Stochastic Neutron Noise Estimation Using a Rare-Event Simulation Approach. Application to the Monitoring of Nuclear System Reactivity

Corpuscular physics and outer space Neutronics Nuclear physics

Abstract

This PhD project aims to develop an innovative method to characterize the reactivity of fissile systems by analyzing their stochastic fluctuations, known as zero-power neutron noise. In a subcritical fissile medium, neutrons originating from spontaneous fission can initiate short and random chain reactions, generating a fluctuating signal. This noise carries essential information on the distance of the system to criticality, a key parameter both for the safety of nuclear installations (prevention of criticality accidents) and for the detection of undeclared fissile materials (nuclear security and non-proliferation).

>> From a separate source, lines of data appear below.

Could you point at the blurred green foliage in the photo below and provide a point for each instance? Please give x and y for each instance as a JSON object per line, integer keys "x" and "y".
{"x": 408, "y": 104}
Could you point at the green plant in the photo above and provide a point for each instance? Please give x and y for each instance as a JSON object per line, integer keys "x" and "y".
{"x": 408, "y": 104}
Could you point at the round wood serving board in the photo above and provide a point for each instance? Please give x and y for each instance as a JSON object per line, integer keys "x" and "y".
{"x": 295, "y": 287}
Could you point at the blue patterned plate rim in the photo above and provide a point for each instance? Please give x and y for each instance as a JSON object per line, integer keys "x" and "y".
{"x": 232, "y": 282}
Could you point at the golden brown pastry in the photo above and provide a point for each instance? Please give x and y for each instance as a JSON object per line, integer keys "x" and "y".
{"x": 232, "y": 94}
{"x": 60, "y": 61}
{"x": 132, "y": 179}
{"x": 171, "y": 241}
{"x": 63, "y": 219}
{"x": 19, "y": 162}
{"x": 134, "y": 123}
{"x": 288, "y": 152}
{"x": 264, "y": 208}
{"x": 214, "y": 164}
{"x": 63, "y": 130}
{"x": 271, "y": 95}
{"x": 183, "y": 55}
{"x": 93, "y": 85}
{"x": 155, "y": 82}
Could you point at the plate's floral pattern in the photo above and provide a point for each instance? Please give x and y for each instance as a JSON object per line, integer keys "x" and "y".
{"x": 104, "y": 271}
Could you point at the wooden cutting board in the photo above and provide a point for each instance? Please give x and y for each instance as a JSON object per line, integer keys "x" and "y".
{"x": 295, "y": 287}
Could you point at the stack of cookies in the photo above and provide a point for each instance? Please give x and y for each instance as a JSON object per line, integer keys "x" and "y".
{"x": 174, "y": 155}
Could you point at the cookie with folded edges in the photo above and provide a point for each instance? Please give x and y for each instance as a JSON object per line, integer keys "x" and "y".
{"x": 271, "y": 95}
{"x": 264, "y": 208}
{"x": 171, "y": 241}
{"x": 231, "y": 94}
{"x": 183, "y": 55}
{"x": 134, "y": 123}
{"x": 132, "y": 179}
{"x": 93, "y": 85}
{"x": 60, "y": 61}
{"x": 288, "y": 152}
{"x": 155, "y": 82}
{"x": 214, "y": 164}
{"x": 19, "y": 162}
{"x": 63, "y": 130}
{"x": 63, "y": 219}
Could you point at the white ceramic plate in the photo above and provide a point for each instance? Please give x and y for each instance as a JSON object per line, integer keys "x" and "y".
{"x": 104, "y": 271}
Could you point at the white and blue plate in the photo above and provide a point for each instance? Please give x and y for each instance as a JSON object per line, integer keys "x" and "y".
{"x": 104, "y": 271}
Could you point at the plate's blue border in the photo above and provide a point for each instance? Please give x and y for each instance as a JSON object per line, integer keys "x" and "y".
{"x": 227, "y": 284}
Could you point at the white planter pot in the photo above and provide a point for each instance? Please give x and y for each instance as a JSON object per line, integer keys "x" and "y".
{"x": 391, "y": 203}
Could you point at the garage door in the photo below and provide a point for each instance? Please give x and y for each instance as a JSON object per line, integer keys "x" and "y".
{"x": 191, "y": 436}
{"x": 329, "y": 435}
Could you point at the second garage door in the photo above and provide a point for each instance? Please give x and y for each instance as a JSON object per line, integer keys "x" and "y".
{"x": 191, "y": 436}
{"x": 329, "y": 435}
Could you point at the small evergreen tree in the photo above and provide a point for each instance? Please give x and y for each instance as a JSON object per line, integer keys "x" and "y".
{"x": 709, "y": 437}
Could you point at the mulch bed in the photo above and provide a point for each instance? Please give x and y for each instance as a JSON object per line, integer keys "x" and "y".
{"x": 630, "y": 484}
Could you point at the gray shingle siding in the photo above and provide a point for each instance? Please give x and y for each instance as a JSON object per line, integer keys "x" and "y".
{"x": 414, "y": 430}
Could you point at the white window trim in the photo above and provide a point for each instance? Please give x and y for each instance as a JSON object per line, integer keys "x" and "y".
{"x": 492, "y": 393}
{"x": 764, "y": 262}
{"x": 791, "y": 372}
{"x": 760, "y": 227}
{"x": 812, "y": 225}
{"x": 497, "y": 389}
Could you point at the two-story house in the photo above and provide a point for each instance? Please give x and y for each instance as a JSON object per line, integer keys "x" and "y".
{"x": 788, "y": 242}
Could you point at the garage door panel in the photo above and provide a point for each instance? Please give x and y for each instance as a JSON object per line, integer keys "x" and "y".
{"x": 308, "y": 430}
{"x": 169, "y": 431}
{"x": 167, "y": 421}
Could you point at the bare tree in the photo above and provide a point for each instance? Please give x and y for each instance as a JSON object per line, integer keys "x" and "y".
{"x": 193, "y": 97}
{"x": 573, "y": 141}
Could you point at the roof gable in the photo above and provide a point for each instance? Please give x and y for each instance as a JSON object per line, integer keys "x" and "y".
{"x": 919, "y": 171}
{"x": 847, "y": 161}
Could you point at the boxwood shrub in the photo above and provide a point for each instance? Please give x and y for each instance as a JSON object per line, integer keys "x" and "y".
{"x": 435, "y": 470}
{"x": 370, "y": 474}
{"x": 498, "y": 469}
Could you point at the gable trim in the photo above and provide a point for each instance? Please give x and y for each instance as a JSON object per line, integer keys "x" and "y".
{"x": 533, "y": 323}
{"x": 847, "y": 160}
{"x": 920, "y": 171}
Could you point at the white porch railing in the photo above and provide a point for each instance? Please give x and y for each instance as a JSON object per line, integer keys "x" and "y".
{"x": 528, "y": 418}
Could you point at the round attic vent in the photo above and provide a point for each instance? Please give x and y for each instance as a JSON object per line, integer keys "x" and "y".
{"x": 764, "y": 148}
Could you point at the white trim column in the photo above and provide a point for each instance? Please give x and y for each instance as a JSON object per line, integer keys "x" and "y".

Existing theoretical approaches to infer system reactivity from neutron noise are limited to idealized situations and become unsuitable in realistic configurations, particularly when the system is strongly subcritical or when significant uncertainties exist regarding its geometry or composition (as in the case of the Fukushima Daiichi corium or spent fuel storage). Monte Carlo simulations then appear as a natural alternative, but current simulations rely on variance reduction techniques that fail to correctly preserve stochastic fluctuations.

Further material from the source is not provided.